9. Pitching the Yeast
“Pitching the yeast” is a brewing language for adding yeast to the wort. Adding yeast to the wort will begin the fermentation process. Depending on the type of yeast, it may need to be activated.
- Dry yeast is included in most brewing kits and does not need activation.
- Liquid yeast requires activation. Liquid yeast is activated by shaking the container eagerly.
10. Ferment the Beer
The airlock is placed on top of the fermenter, and the brew will ferment for two weeks. The fermenter needs to be stored in a room at a steady temperature. Temperature swings can mess up the fermentation process.
During the fermentation, the airlock will allow CO2 to escape without bacteria getting into the fermenter.
11. The Final Gravity Reading
The hydrometer will measure the final gravity of the beer. Knowing the final gravity will allow the brewer to calculate the alcohol content.
Brews with a low gravity will have a dry flavor, and a high gravity will cause a beer to have a sweet taste.
The beer is now complete, but it’s still missing the carbonation. To carbonate the beer, it needs carbonating sugars added. After adding carbonated sugars, the brew will sit for another week.

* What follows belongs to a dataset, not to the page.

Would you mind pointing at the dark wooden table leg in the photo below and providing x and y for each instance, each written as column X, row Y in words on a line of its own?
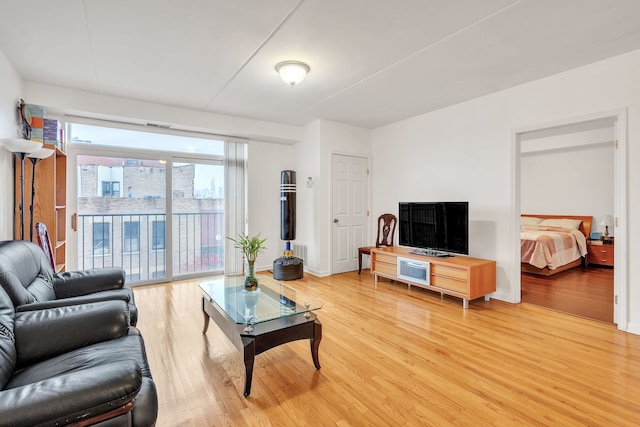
column 206, row 317
column 315, row 342
column 249, row 357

Carbonating sugars are a mixture of 3-4 ounces of corn sugar and 1 or 2 cups of water. The mixture is poured into the brew kettle, and the beer is siphoned back into the kettle.
13. Bottle Your Beer
Bottling beer is time-consuming, but it is much more cost-efficient than kegging.
The beer is siphoned into the bottles up to an inch from the top. A capper seats the cap on the bottle, and the bottles will sit for 2 to 3 weeks at room temperature. After that time, the beer is carbonated and can be chilled.
You’re Done! Time to Drink Your Beer
After all the hard work, it’s time to kick back, pop off a top, and enjoy an ice-cold homebrewed beer.
Many homebrewers eventually perfect their beer recipes and look at monetizing them. The path to taking a beer to market is a difficult one – but not impossible.